# Charlotte Harbor Tarpon



## DuckNut (Apr 3, 2009)

The small ones move along when the big ones come to town because the big ones bring big fish with teeth that eat the little guys. 

Other than that, find a deeper cut between two islands or sandbars and fish the cut.


----------



## Ben (Dec 21, 2016)

Went out last weekend and there were plenty of them rolling around the bar south of Burnt Store marina at dawn. By 8:00 a.m. they disappeared.


----------



## 4991 (Jun 21, 2012)

Look for bait. They are in the harbor. Putting in a couple weeks is hardly any time at all. I wouldn't expect a bunch of people to chime in with their secrets when they have spent many years figuring out the fish.


----------



## skinny_waters (Jan 3, 2018)

I understand and nor do I think a couple weeks is a lot either. Ive spent way longer on other species for sure. Y'all were nice enough to give me a couple hints and that's all I was looking for. Much appreciated.


----------



## Backwater (Dec 14, 2014)

Like Ben mentioned, try along the outside edges of the flats 1st thing in the morning. They also move up river in all the rivers when it starts to get hot like this. Also check up in the deeper residential canals.


----------



## skinny_waters (Jan 3, 2018)

SW


----------



## DBStoots (Jul 9, 2011)

Excellent! Nice catch.
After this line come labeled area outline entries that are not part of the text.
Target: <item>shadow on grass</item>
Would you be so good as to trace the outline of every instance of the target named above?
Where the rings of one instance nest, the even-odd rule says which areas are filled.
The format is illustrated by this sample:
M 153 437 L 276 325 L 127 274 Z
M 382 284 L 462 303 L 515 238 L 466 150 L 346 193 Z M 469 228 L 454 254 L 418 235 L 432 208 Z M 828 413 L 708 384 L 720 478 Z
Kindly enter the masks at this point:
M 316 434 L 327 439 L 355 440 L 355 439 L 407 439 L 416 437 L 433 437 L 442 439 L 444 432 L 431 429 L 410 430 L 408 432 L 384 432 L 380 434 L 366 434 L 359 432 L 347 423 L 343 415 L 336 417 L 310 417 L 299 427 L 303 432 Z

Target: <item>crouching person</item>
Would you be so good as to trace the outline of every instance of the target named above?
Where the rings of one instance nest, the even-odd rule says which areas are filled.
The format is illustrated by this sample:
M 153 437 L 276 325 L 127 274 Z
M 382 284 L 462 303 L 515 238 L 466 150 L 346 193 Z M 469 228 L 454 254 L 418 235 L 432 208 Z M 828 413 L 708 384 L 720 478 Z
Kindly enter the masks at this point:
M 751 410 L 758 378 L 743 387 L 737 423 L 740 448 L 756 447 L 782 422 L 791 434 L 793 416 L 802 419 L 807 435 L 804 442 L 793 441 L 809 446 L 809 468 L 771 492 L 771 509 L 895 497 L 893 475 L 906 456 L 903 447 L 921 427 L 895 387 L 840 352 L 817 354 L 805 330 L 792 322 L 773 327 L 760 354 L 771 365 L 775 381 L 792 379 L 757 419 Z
Now YOU'RE hooked!


----------



## Backwater (Dec 14, 2014)

Way to go!


----------



## Backcountry 16 (Mar 15, 2016)

Nice


----------



## jabee (Jun 8, 2017)

Yep, You'll be hooked forever now !


----------



## Dawhoo (Oct 27, 2015)

I haven't seen too many in the harbor, but they are thick in the mornings in the deeper residential canals.


----------